Hundreds of Russian athletes continue to compete in their national colors, and in 2018 the country staged the world’s most-watched sporting event, the FIFA World Cup.
At the same time, it was continuing to balk at WADA’s request for access to data from the Moscow laboratory at the center of the doping scandal. For years, Russian anti-doping officials and leaders at Russia’s sports ministry claimed the facility was off-limits to them, declared a crime scene by the Russian government and placed under the control of security services.
Russia finally relented last year, as part of an agreement with WADA. In January, Russia allowed a WADA team to extract the data from the laboratory’s database. WADA’s investigators had hoped to compare the Moscow data with another athlete anti-doping file from the laboratory — known as the LIMS database — that it received from a whistleblower in 2017.
What the investigators found, though, is that the data sets did not match; hundreds of tests had been altered or deleted by Russia, they said, before the information was turned over to WADA.
Jonathan Taylor, the British lawyer who wrote the WADA report, said at a meeting of the agency’s board in the fall that the unreliability of the Russian data made it impossible to “properly clear” innocent athletes.

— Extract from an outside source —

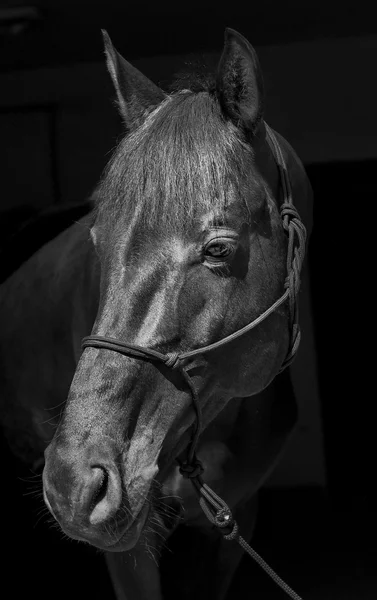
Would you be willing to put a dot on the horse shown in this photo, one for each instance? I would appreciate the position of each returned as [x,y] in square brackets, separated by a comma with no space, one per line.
[182,282]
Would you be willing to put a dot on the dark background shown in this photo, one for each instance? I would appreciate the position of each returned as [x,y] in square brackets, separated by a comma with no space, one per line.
[57,127]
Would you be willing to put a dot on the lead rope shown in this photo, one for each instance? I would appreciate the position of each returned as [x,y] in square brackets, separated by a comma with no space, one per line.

An IOC spokesman said this week that it would be WADA’s responsibility to implement any penalties should it accept the recommendations set out by Taylor’s committee. But first it needs to know where to look.
When WADA’s investigators uncovered crude efforts to frame the Russian whistleblower, Grigory Rodchenkov, and other former officials, they also discovered a plot to hide incriminating evidence against Evgeny Kudryavtsev, the official who had been responsible for ensuring that the biological samples of Russian athletes competing overseas were clean.

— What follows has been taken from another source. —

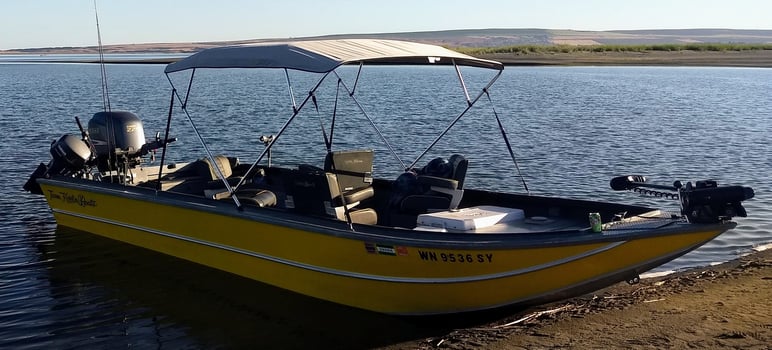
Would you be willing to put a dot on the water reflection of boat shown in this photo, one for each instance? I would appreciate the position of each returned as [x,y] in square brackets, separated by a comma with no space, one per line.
[420,244]
[163,300]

Kudryavtsev had served as a witness in the successful appeals of 28 Russian athletes who competed at the 2018 Winter Olympics.
Those cases, anti-doping officials said, now may need to be reviewed.
“If the evidence in court turns out not to be valid, of course the case needs to be heard again,” said Ask, the anti-doping chief in Denmark. “That would be the same standard in any normal society: If the evidence has changed, the case should be heard again.”